Come era scontato, l’ennesimo scandalo di pubblica corruzione vede in prima linea i forcaioli di ieri e di oggi, grillini in testa, a rivendicare l’ennesima legge in grado di contrastare il malaffare politico-burocratico.

 

Al pari di altre storiche problematiche - pensiamo ad esempio al tema dell’evasione fiscale - la fiducia di codesti moderni epigoni di Savonarola nel potere taumaturgico di un dettame elaborato in Parlamento è lo stesso che Freud attribuiva, nel suo celeberrimo “Totem e Tabù”, agli uomini primitivi, i quali credevano ciecamente al potere magico di alcune parole. Per questa gente, in estrema sostanza, la forza di una legge scritta e un drastico inasprimento delle pene rappresentano la ricetta migliore per mandare a casa i ladri, o presunti tali, che infestano la nostra elefantiaca pubblica amministrazione, comprendendo anche la sfera politica.

Si tratta solo di trasformare la nostra Repubblica delle banane in una sorta di sistema rivoluzionario gestito da rinnovati comitati di salute pubblica e il giochino è fatto. Disseminando il Paese di controllori che a loro volta controllano altri controllori, sotto la spada di Damocle di sanzioni durissime, costoro pensano di moralizzare in maniera capillare uno Stato burocratico e assistenziale che spende oltre il 55 per cento del Prodotto interno lordo. Dunque, in estrema sintesi, la ricetta dell’immarcescibile fronte forcaiolo è la stessa che sentivamo ripetere come un mantra ai tempi di Tangentopoli: in galera i corrotti e tutto il potere ai soviet degli onesti.
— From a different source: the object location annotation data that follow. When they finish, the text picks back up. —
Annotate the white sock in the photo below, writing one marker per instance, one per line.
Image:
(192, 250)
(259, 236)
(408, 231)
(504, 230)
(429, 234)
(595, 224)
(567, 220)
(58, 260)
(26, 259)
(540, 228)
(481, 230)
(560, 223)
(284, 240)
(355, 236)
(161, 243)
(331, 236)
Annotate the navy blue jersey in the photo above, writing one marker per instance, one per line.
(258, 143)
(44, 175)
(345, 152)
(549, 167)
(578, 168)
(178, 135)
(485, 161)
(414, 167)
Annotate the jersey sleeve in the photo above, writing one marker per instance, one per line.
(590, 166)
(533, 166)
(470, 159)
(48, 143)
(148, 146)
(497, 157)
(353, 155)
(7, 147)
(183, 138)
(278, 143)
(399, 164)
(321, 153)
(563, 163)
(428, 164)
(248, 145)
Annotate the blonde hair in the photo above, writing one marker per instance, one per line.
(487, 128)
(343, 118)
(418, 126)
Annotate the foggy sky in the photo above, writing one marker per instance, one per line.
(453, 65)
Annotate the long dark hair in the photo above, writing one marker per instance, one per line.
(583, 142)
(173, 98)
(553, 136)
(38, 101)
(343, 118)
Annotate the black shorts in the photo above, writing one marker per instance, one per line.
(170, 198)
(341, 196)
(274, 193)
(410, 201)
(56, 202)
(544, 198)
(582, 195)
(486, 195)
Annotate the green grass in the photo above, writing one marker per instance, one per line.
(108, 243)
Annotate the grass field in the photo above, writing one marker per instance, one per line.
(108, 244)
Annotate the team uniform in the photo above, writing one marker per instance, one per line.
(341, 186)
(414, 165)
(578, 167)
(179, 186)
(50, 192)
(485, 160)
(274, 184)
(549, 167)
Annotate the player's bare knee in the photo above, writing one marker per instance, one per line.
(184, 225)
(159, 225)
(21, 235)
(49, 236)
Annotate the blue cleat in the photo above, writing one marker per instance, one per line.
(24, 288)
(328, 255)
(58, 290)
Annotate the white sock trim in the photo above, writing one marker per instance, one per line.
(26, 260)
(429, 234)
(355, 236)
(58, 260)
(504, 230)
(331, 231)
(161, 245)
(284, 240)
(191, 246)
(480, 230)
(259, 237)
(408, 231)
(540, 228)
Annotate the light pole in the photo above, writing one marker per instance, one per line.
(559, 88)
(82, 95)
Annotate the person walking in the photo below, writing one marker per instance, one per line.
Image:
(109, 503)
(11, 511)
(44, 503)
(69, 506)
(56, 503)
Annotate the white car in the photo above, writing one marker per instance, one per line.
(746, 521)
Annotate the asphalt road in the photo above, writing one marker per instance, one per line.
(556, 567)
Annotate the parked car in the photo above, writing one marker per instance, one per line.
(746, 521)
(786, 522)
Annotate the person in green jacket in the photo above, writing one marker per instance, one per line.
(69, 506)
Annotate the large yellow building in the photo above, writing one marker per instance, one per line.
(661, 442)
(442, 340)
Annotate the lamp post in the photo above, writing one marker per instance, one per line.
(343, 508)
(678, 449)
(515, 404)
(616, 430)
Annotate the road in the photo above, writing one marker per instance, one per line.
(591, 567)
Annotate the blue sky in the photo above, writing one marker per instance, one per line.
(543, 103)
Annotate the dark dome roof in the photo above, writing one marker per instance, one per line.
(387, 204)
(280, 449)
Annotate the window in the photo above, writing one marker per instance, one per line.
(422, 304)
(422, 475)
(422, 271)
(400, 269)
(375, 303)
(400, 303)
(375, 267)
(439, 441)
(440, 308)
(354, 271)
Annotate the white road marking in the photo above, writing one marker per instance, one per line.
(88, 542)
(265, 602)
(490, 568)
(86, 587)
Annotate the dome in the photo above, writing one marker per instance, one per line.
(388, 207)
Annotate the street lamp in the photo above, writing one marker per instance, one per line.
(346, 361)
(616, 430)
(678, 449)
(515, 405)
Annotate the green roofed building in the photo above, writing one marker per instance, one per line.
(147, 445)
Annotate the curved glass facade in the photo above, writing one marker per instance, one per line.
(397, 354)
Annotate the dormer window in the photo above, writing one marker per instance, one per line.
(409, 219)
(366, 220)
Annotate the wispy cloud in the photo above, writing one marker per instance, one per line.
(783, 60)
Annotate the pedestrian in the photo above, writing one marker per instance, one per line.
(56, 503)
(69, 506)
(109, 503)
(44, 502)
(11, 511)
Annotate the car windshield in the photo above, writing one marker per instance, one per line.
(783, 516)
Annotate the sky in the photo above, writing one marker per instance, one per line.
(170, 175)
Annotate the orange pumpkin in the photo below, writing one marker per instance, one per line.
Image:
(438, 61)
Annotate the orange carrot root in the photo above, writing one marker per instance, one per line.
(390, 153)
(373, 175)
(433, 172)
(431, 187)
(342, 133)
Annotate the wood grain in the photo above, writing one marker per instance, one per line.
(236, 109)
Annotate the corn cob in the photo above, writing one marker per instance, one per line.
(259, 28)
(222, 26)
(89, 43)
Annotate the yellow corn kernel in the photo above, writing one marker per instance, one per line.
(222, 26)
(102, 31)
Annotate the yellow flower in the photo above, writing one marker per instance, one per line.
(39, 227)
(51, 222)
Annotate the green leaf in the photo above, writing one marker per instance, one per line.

Niente a che vedere, dunque, con quella molto minoritaria - ma non per questo priva di un grande fondamento teorico - critica di sistema che la nostra irriducibile pattuglia liberale cerca di far emergere nel mare magnum dell’attuale informazione. Una critica di sistema che si basa su una legge non scritta, ma sempre molto efficace come modello di riferimento, la quale ci continua a segnalare che l’uomo diventa ladro soprattutto quando gli capita l’occasione di esserlo. Da qui ne discende un modello di riferimento liberale che riduca l’intervento pubblico, migliorando l’azione di controllo esercitata dallo Stato. In altri termini, ciò significa limitare il potere di spesa da parte della politica, aumentandone però quello di controllo. Oggi invece, per ovvie ragioni di facile consenso, siamo costretti a seguire il paradigma di una democrazia che si occupa di tutto e di tutti con risultati a dir poco catastrofici. Proprio sul piano dei grandi progetti infrastrutturali - settore sul cui sfondo si sviluppa la scandalo emerso di questi giorni - esiste una norma, la ben conosciuta legge obiettivo del 2001, che dal lato delle regole sugli appalti è stata modificata centinaia di volte nel corso del tempo. Eppure non mi risulta che questo incessante lavorio parlamentare abbia in qualche modo frenato il malaffare dilagante. Né tanto meno la proliferazione di authority e supercommissari sembra aver sortito effetti apprezzabili.

Nel Paese dei furbi e dei parassiti pensare di combattere la corruzione con le buone intenzioni di una norma scritta equivale a voler svuotare il mare con un colabrodo.